For the goal of “lightweight factor research + rough validation,” the above already forms a complete foundation.

11.2. 2. 若增加 FactorResearch 层,能解决什么?

Typical wrappers may include:

  • Given a factor column and a return column (or label), output per-period IC, IC mean/IR;

  • A NAV or return series of a quantile portfolio (bucketed by cross-section);

  • A time series of a long-short portfolio (top minus bottom).

All of these can be implemented in a few dozen lines on the user side or in an independent module using existing rank / portfolio / values + pandas; the value of wrapping lies in stable APIs, unified parameter conventions, and fewer copy-paste errors.

11.3. 3. 结论(短期不引入类库级 FactorResearch

Conclusion: at the current stage, we will not force the addition of a FactorResearch class/submodule to the qteasy kernel or on top of HistoryPanel.

Brief rationale:

  1. Clear responsibilities: HistoryPanel is already positioned as a 3D research container with explicit alignment/resampling; IC/IR, quantile portfolios, etc. are “analysis recipes” with much stronger research workflow conventions. They fit better in standalone tutorials, examples, or a future optional package, to avoid HP API bloat.

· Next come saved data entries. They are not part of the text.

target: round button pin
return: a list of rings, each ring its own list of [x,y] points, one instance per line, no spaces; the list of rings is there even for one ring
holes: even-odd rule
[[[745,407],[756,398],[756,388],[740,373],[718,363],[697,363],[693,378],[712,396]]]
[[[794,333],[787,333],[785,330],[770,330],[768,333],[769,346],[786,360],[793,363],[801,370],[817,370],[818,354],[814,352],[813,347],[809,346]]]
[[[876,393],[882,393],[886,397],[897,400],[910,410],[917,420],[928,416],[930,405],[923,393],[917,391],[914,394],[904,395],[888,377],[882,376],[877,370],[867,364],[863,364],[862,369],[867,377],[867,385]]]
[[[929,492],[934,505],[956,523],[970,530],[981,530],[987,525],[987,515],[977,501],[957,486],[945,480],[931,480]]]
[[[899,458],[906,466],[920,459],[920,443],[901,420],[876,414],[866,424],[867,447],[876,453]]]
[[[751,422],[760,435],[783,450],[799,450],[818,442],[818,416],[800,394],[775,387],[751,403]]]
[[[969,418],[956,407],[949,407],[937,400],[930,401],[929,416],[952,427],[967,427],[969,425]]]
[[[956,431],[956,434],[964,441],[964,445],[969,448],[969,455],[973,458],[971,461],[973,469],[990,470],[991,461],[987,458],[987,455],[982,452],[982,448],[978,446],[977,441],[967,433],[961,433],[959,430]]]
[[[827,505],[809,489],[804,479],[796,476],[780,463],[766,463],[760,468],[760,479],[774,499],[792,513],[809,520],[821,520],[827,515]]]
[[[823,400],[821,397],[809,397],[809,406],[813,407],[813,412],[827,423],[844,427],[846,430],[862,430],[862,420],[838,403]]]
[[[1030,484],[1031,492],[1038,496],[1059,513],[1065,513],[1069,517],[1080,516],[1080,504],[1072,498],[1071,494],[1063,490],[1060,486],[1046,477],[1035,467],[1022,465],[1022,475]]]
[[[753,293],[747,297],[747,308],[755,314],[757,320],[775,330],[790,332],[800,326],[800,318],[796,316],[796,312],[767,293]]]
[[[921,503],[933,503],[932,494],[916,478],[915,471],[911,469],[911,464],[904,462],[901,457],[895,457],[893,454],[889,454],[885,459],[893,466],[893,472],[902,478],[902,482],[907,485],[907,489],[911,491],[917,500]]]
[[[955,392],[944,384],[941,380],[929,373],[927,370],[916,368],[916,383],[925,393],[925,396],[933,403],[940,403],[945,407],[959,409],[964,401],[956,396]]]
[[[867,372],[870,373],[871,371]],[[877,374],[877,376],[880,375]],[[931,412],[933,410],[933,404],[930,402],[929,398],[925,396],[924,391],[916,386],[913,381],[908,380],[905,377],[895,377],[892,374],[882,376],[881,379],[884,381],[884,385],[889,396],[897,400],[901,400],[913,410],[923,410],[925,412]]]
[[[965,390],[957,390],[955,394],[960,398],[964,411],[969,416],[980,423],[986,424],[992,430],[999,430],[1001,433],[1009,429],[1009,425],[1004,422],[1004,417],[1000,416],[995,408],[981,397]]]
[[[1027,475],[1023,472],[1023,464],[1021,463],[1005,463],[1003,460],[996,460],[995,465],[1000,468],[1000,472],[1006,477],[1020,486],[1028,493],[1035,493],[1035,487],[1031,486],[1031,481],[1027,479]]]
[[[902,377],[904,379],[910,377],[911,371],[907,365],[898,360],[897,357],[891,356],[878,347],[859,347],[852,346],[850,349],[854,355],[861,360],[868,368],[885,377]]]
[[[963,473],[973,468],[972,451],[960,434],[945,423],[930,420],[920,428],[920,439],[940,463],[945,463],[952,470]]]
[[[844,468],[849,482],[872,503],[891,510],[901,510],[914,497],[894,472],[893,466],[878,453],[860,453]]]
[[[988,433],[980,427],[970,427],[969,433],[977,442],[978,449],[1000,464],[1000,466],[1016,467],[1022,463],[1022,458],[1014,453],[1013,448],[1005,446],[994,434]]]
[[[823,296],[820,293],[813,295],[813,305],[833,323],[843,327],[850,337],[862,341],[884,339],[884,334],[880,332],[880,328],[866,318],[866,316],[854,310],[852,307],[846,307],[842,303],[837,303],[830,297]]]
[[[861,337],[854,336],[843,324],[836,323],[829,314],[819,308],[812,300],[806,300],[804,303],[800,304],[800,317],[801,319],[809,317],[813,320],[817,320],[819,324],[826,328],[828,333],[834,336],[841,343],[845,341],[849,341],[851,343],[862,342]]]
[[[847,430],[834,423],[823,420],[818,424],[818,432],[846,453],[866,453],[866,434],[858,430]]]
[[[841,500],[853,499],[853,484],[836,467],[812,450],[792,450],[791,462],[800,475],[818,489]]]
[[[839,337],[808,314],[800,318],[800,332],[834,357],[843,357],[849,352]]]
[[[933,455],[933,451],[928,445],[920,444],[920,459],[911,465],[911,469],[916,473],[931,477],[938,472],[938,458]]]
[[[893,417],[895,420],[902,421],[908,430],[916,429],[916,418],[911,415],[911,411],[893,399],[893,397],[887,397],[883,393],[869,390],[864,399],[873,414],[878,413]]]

  2. Avoid wrong expectations: naming it as a standalone module can easily make users think the framework already includes “publication-grade factor testing” (e.g., multiple testing, sample splitting, HAC standard errors), while in reality users still need to do inference on the statsmodels side, etc.

  3. Relationship with the mid-term “built-in factor library”: If the built-in factor library (M2.1) in the top-level roadmap is implemented, a more natural approach would be factor definition + registration + integration with FactorSorter/backtesting; batch IC/stratification can be optional utility functions around the factor library, rather than HistoryPanel instance methods.

  4. Maintenance cost: IC needs conventions for the forward return window, trading halts, delistings, weights (value-weighted vs equal-weighted), etc. There are many parameter combinations; without a unified data contract, it can easily drive up support costs.

11.4. 4. 若未来引入,建议形态(备忘)

If community demand is clear, recommend an independent module (e.g., qteasy.research.factor_stats or an external qteasy-research project), rather than HistoryPanel methods:

  • Inputs: HistoryPanel or DataFrame + column name + forward-looking periods;

  • Outputs: DataFrame / Series (optionally re-plotted as a supplement);

  • Docs: clearly state that it is not a replacement for the Backtester, and that it does not have built-in Fama–MacBeth / Newey–West (still export to statsmodels).

At that point, it should come with TDD and English ValueError contracts, consistent with the existing HP test style.

11.5. 5. 与教程的关系

For the practical workflow, follow §9–§11 of Tutorial 2.5: Using HistoryPanel to operate on and analyze historical data; this design document only records architecture-level evaluation conclusions and does not add any must-read API surface for users.